The holy month of Ramadhan is the ninth month of the Islamic Lunar calendar and the holiest of the four holy months. It begins with the sighting of the new crescent moon after which all physically mature and healthy Muslims are obliged to abstain from all food, drink, gum chewing, any kind of tobacco use, and any kind of sexual contact between dawn and sunset. However, that is merely the physical component of the fast; the spiritual aspects of the fast include refraining from gossiping, lying, slandering and all traits of bad character. All obscene and irreligious sights and sounds are to be avoided. The purity of thought and action is paramount.

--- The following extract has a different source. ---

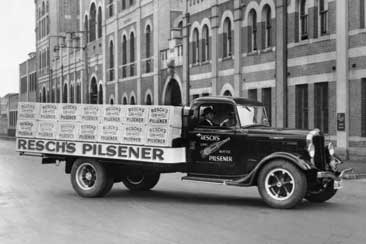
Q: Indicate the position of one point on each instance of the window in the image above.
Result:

Ordained in the Qur’an, the fast is an exacting act of deeply personal worship in which Muslims seek a raised level of God-consciousness.

The act of fasting redirects the hearts away from worldly activities towards The Divine. The month of Ramadhan is a time for spiritual reflection, prayer, doing good deeds and spending time with family and friends. The fasting is intended to help teach Muslims self-discipline, self-restraint and generosity. It also reminds them of the suffering of the poor, who may rarely get to eat well. It is common to have one meal (known as the Sahari) just before sunrise and another (known as the Iftar) directly after sunset. This meal will commonly consist of dates; following the example of the Prophet Muhammad, peace be upon Him. Because Ramadhan is a time to spend with friends and family, the fast will often be broken by different Muslim families coming together to share an evening meal.

Additionally, Muslims are urged to read the entire Qur’an during the month of Ramadhan, and its 114 chapters have been divided into 30 equal parts for this purpose.
When a reliable source has officially sighted the first crescent of the new moon, the month of Ramadhan is declared over, and the month of Shawwal begins. The end of Ramadhan is marked by a three-day period known as Eid al-Fitr, the “Festival of Fast-breaking.” It is a joyous time beginning with a special prayer, accompanied by celebration, socializing, festive meals, and sometimes very modest gift-giving, especially to children.

When Ramadhan ends, Muslims give charity in a locally prescribed amount, calculated to feed one poor person in that region for one day. This is known as fitra and is meant as another reminder of the suffering endured by many. Many Muslims also take this occasion to pay the annual alms, which are due to the poor and needy, known as Zakat.

At the beginning of Ramadhan, it is appropriate to wish Muslims “Ramadhan Mubarak“, which means “Blessed Ramadhan.” At its conclusion, you may say “Eid Mubarak”.

Special Revival Nights:
Muslims believe that God began revealing the Qur’an to the Prophet Muhammad during Ramadhan (in the year 610 C.E.). The Qur’an commands: “O ye who believe! Fasting is prescribed to you as it was prescribed to those before you, that ye may (learn) self-restraint…Ramadhan is the (month) in which the Qur’an was sent down as a guide to mankind and also clear (Signs) for guidance and judgment (between right and wrong). So every one of you who is present (at his home) during that month should spend it in fasting…” (Chapter 2, verses 183 and 185).

Another aspect of Ramadhan is that it is believed that one of the last few odd-numbered nights of the month is the Laylat ul-Qadr, the “Night of Power” or “Night of Destiny.” It is the holiest night of the holiest month; it is believed to be the night on which God first began revealing the Qur’an to the Prophet Muhammad through the angel Gabriel. This is a time for especially fervent and devoted prayer, and the rewards and blessings associated with such are manifold. Muslims are told in the Qur’an that praying throughout this one night is better than a thousand months of prayer. Additionally, Muslims are urged to read the entire Qur’an during the month of Ramadhan, and its 114 chapters have been divided into 30 equal parts for this purpose.